Responsable de asset management:
Se pactó una marca del activo propiedad del inversor, con servicios del operador.

Pregunta: ¿Qué ocurrió con los service charges?

Controller:
Los gastos comunes técnicos eran muy superiores a los de una oficina.

Incluían:

- mantenimiento de equipos;
- calibraciones;
- filtros;
- energía de extracción;
- seguridad;
- residuos;
- limpieza especializada;
- control de accesos;
- personal técnico;
- software de gestión;
- seguros adicionales.

Usuario biotecnológico:
Queríamos previsibilidad. No podíamos aceptar gastos comunes abiertos sin límite.

Inversor:
Tampoco podíamos asumir gastos que dependían del uso intensivo de los usuarios.

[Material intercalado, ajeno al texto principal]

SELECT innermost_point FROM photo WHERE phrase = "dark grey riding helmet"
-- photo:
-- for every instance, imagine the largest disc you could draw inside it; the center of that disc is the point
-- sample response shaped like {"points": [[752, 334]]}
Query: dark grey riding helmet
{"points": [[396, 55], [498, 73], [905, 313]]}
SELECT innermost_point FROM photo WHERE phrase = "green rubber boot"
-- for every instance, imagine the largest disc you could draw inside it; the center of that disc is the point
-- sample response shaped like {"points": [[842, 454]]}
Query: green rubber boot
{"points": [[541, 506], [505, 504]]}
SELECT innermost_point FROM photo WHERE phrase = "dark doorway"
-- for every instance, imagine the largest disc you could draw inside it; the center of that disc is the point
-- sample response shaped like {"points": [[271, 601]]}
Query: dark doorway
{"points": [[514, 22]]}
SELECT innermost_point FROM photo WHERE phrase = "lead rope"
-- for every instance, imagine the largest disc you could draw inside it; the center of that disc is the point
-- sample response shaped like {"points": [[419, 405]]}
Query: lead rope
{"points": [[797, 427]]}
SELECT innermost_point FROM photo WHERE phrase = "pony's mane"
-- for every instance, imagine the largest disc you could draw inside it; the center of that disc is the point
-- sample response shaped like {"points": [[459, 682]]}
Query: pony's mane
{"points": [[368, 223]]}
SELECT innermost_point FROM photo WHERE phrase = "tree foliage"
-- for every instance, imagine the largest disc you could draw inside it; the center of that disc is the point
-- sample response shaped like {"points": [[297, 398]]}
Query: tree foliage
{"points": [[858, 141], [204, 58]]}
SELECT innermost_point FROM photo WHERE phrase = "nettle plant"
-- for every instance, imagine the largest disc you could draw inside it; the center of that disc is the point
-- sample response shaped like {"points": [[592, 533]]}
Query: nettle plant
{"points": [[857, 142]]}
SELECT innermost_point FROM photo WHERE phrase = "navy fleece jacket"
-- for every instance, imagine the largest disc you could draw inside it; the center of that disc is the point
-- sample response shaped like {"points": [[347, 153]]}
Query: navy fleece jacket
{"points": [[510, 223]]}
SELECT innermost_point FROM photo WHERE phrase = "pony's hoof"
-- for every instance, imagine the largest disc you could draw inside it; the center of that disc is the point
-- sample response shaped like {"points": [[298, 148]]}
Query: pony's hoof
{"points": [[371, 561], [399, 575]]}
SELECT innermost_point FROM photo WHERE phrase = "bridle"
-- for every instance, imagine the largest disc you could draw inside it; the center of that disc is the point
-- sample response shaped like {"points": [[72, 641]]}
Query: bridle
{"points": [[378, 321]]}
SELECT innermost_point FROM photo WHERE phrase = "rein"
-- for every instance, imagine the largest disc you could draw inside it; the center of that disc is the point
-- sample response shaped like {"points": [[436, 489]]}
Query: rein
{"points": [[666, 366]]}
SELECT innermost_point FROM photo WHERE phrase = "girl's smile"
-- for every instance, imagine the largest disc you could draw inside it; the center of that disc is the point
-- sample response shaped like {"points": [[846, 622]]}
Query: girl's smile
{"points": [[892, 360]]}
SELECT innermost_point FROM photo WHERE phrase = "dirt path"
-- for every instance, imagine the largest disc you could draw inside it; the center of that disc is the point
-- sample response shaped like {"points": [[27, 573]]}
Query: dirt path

Pregunta: ¿Cómo se repartieron los gastos?

Controller:
Se creó una matriz:

- gastos generales del edificio;
- gastos técnicos comunes;
- gastos por consumo individual;
- gastos específicos de usuario;
- gastos de equipamiento comparteo;
- gastos extraordinarios;
- gastos de cumplimiento normativo.

Operador:
Además, se fijaron presupuestos anuales y regularización con auditoría.

Pregunta: ¿Qué riesgo tenía la energía?

Ingeniero:
La actividad técnica consumía mucho más que una oficina. Extracción, climatización, cámaras, equipos y servidores elevaban la demanda.

Responsable financiero:
El coste energético podía afectar a usuarios y a rentabilidad.

Usuario de robótica:
Necesitábamos potencia disponible, pero no queríamos pagar por capacidad que no usábamos.

Controller:
Se diseñó un sistema de submedición por zonas y usuarios.

Pregunta: ¿Qué ocurrió con la financiación?

Financiador:
El préstamo inicial se aprobó sobre una reforma de 12.600.000 €. Al subir el capex a 21.400.000 €, el perfil de riesgo cambió.

Exigimos:

- mayor aportación de fondos propios;
- contratos con usuarios ancla;
- informe técnico independiente;
- presupuesto cerrado por paquetes;
- contingencia reforzada;
- contrato de operador;
- plan de licencias;
- sensibilidad de ocupación.

Responsable financiero:
La deuda no podía crecer en la misma proporción que el capex.

Pregunta: ¿Cuánto aportó adicionalmente el inversor?

Responsable financiero:
El inversor aportó 5.200.000 € adicionales de fondos propios.

El préstamo aumentó sólo 3.100.000 €.

Controller:
Eso redujo la rentabilidad sobre capital, pero permitió mantener el proyecto.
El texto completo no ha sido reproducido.